Bold Humility: Walking the Tightrope of Confident Action

Posted: June 28, 2015 in Acting, Medical School, Neurosurgery
Tags: , , ,

Tom MboyaHow is he holding it together? I asked this question often while Tom Mboya was being grilled by a panel of veteran journalists on Meet the Press. I stumbled across an audio recording of this 56 year-old interview and I was riveted, not just by the content but by the poise of Mr. Mboya, a mere 28 years old at the time. Tom Mboya is widely regarded as one of Kenya’s greatest losses, an articulate and intelligent politician, gunned down by an assassin’s bullet at the age of 39. He was one of the fearless architects of Kenya’s independence, but what was there to learn from a 56 year old audio recording of this interview in the US? As it turns out, a lot.

One by one, each journalist asked Tom Mboya pointed questions essentially asking one question “Was Kenya really ready to govern itself.” Some of the questions were at best paternalistic and at worst condescending. Yet, Mr. Mboya remained calm and responded with thoughtful logic, well-crafted arguments and measured passion. It was such a refreshing change from the loud but often empty arguments that present themselves on many modern talk-shows where you wonder if anyone is really listening.

Mboya’s poise in this interview is a further example of something that has been on my mind lately, “bold humility.” I think of it as the sweet spot between confidence and deference. We have all witnessed (or perhaps even perpetrated) the ambitious and confident but ultimately obnoxious personality, with no awareness of personal limitations. On the other hand, we can be humble and deferential to the point that we neglect truth and justice for the sake of not “rocking the boat” or “keeping the peace.” And that is what struck me as so impressive in Mboya’s interview: Even though certain questions called into question the very intelligence of his people, he respectfully, yet boldly and without apology stated his goal, a free Kenya, now. I would submit (to use Mboya’s phrasing) that professional excellence arises from the mastery of the tension between humility and confidence or “bold humility”

In acting for example, the actor must be bold, walking onstage in front on thousands of people with thousands of lines in his head, memorized patterns of movement all over the stage and possibly lyrics, music and dance steps as well. All this is expected to be performed with precision, emotional availability and, where appropriate, flair and pomp. This can be done timidly, but to truly communicate the character, the actor has to risk everything, including public failure to truly shine. That takes boldness. And yet, the most accomplished actors know that the moment the performance becomes about them, the moment they lose the humility that puts the character first, the performance loses its truth and its power and rings false.
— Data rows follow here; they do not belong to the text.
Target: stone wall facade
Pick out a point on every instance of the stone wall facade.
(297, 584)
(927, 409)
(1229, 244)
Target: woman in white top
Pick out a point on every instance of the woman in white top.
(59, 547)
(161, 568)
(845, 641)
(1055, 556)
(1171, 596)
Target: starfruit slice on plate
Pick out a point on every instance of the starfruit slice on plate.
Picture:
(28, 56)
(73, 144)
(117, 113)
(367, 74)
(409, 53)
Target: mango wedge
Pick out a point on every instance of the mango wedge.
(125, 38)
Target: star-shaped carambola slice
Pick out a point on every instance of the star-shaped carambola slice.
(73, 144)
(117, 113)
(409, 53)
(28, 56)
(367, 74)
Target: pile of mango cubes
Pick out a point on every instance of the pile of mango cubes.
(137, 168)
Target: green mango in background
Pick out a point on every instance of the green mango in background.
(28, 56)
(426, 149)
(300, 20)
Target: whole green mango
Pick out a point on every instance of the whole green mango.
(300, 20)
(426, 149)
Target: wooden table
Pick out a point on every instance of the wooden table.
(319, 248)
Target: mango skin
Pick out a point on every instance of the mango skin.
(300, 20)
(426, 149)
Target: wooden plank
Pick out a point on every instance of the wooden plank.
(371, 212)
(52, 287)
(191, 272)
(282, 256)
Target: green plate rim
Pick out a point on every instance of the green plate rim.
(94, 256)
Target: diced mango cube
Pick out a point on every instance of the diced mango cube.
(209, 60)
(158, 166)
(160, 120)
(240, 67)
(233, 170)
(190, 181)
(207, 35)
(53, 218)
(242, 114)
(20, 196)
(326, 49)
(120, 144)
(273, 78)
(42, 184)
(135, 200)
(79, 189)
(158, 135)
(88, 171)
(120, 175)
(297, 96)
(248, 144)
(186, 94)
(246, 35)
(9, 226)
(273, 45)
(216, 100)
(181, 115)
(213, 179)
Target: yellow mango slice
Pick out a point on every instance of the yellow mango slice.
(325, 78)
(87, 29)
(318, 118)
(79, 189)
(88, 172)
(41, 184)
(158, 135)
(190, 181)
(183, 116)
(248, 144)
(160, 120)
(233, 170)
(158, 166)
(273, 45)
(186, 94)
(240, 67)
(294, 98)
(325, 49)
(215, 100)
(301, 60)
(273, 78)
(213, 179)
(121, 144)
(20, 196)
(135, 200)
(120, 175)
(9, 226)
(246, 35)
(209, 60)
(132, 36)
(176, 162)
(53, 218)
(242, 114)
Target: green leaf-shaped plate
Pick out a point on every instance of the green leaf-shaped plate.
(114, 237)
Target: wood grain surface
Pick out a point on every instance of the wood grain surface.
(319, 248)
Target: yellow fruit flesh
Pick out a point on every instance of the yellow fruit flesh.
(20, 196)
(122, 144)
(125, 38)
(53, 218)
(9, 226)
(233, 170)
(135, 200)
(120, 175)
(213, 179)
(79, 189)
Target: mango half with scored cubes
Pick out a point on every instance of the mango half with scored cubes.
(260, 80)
And this line is so thin!

In medicine, patients expect a certain degree of confidence from their doctors. And yet, there are also those moments that require humility. Consider when the neurosurgeon has courageously taken on a difficult tumor surgery but pauses during the surgery and concludes it’s time to stop the operation. She is too close to a nerve, a vessel or language center. She has the humility to stop the operation there, but also had the boldness which allowed the patient a chance and perhaps bought more time to be around family. Again a thin line exists. How close is too close?

How does “bold humility” play into your choices?

Comments
  1. wwaruwai says:

    Great read JA! “We cannot know where we’re going unless we know where we’re coming from’ Waĩthanji 03.06.15

    Liked by 1 person

  2. Malaika says:

    Fascinating story about Tom Mboya! And I liked your correlation of bold humility to acting and medicine.